Critical Overview
Reviews for Burn This have been mixed: most have noted strong performances by actors appearing in the productions, but they have also faulted the play as weak in elements of plot and character development. Wilson has stated in interviews that he waited to premier Burn This until John Malkovich was available to play the role of Pale, and in reviews of the play it was Malkovich's performance that was cited as one of the play's strengths. Frank Rich, writing for The New York Times, assessed Malkovich as a "combustive figure on stage, threatening to incinerate everyone and everything around him with his throbbing vocal riffs, bruising posture and savage, unfocused eyes." Rich continued to describe Malkovich, whom he declared,"delivers the firepower .. while he is equally busy tossing a mane of long dark hair, hoping to arouse the carnal interest of the very pretty young woman." But Rich was not complimenting Wilson's character development; he was complimenting Malkovich's performance. And after he devoted an entire column to celebrating the actor, Rich admitted that Malkovich's performance "yanks us through this always intriguing, finally undernourishing three-hour play ... more muddled than pointed." One of the problems with the play, according to Rich, is that there is no real reason for Anna to choose Pale over Burton.

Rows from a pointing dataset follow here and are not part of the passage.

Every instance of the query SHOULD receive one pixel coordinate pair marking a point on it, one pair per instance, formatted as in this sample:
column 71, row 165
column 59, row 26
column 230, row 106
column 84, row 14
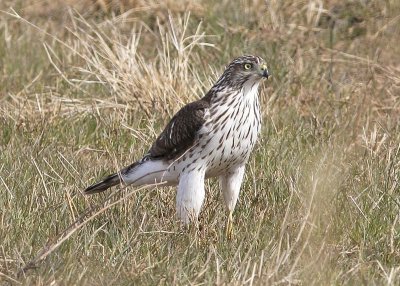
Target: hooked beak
column 264, row 71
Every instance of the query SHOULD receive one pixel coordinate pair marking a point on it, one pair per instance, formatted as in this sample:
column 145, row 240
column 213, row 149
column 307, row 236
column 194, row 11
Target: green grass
column 320, row 203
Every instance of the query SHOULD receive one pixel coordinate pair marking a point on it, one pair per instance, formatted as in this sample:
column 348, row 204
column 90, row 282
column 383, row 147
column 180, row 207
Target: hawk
column 210, row 137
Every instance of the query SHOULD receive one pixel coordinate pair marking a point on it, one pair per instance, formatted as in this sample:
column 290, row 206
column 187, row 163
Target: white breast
column 232, row 129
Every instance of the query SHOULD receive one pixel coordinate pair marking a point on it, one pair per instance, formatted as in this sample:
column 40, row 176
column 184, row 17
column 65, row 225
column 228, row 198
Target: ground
column 85, row 87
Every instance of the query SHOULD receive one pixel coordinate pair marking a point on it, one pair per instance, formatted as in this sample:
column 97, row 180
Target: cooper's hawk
column 211, row 137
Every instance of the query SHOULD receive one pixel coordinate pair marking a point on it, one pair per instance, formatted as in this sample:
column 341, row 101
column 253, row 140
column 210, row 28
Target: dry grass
column 84, row 91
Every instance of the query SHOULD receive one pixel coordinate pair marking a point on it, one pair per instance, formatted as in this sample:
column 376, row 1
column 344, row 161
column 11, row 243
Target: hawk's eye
column 247, row 66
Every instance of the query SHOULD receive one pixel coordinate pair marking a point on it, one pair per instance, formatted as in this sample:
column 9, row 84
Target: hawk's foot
column 229, row 227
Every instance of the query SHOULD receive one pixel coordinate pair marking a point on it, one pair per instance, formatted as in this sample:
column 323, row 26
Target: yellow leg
column 229, row 226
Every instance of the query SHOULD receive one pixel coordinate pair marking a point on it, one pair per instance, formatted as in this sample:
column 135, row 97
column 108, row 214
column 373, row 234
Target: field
column 86, row 86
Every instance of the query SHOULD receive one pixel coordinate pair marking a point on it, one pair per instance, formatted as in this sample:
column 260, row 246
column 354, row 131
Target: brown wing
column 180, row 132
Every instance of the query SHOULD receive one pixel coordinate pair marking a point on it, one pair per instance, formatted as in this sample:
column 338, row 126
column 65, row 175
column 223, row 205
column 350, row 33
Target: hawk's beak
column 264, row 71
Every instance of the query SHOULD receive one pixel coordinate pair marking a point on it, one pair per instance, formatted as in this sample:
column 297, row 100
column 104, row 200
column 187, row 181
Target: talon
column 229, row 227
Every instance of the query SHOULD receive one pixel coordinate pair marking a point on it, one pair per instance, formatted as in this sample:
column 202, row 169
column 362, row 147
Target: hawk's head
column 242, row 70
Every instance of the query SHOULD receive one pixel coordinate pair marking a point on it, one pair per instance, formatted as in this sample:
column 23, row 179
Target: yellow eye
column 247, row 66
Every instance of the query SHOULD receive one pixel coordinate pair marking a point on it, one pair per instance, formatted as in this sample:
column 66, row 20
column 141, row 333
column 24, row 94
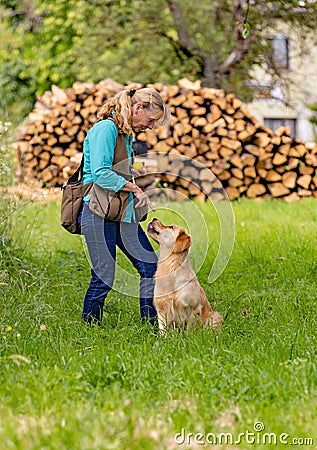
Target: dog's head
column 171, row 238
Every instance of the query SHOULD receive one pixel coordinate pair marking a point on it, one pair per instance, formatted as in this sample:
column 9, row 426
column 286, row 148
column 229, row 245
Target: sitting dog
column 179, row 299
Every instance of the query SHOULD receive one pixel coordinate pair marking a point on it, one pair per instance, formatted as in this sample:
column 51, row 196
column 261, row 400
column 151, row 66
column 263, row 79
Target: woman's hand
column 142, row 197
column 144, row 200
column 137, row 172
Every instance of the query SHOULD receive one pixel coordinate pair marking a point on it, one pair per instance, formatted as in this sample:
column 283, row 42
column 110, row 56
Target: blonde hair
column 120, row 107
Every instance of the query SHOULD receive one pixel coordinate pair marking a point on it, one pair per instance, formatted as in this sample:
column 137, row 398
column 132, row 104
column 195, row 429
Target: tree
column 216, row 41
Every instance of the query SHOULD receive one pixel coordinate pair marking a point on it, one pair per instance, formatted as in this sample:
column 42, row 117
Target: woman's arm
column 102, row 143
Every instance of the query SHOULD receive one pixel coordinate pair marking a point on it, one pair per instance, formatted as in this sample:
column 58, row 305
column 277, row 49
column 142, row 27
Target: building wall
column 287, row 104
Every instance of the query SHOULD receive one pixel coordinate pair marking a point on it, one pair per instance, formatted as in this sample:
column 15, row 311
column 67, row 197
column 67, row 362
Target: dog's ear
column 183, row 242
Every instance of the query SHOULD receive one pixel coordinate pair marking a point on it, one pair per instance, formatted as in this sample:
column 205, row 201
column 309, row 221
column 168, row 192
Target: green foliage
column 133, row 389
column 61, row 41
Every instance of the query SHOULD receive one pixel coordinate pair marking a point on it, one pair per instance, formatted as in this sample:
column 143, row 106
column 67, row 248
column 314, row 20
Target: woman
column 127, row 112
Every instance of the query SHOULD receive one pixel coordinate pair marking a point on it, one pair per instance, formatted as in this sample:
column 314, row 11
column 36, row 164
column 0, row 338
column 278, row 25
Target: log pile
column 210, row 133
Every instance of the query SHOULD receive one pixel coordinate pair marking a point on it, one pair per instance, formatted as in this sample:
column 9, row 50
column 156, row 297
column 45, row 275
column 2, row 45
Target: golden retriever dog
column 179, row 299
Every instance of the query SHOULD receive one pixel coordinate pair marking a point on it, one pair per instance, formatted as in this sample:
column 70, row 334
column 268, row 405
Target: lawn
column 121, row 386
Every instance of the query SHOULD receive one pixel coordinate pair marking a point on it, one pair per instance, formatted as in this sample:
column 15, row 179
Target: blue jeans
column 102, row 236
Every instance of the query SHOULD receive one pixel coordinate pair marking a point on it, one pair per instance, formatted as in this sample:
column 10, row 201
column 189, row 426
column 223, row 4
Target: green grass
column 122, row 387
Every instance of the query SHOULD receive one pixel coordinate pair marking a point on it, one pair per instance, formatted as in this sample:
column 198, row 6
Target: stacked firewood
column 212, row 143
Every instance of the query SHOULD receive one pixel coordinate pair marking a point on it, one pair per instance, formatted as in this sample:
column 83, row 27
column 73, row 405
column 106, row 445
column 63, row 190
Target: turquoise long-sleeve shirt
column 99, row 146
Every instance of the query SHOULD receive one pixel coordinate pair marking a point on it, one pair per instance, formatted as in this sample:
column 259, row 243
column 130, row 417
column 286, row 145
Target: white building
column 276, row 104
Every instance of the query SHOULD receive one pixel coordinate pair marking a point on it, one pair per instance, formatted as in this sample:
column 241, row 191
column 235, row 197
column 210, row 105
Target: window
column 280, row 52
column 274, row 123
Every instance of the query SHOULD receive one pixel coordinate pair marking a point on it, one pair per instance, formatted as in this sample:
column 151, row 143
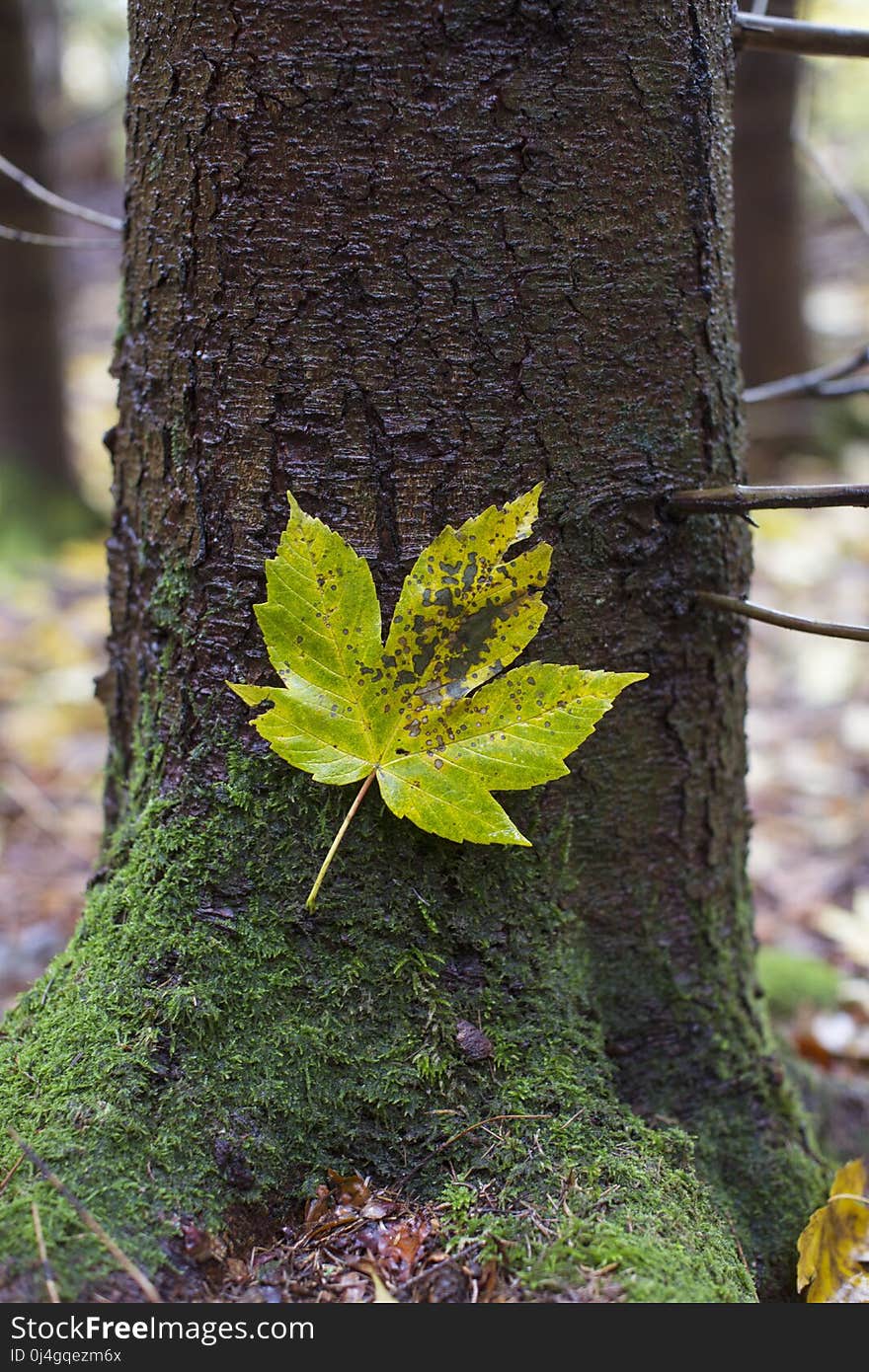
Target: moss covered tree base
column 203, row 1045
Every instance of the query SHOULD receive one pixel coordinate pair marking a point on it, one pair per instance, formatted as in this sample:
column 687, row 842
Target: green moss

The script offers little reason for her shift in interest from Burton to Pale, and since any sexual charge between Joan Allen and John Malkovich was missing, the audience remained unconvinced. Instead, Rich suggested that the almost happy ending was more a result of Anna's biological clock forcing her to choose Pale. Rich did note that Larry gets to speak Wilson's funniest lines and that the character is played with "warmth and wry intelligence." Larry's job is to comment upon the actions and lives of the other three characters. This character's voyeurism and disconnectedness, asserted Rich, "seem to say more about the playwright's feelings of loss and longing than the showier romance at center stage." Finally, Rich pronounced Wilson's play as self-indulgent with excisable blind alleys and containing small details that substitute for plot contrivances.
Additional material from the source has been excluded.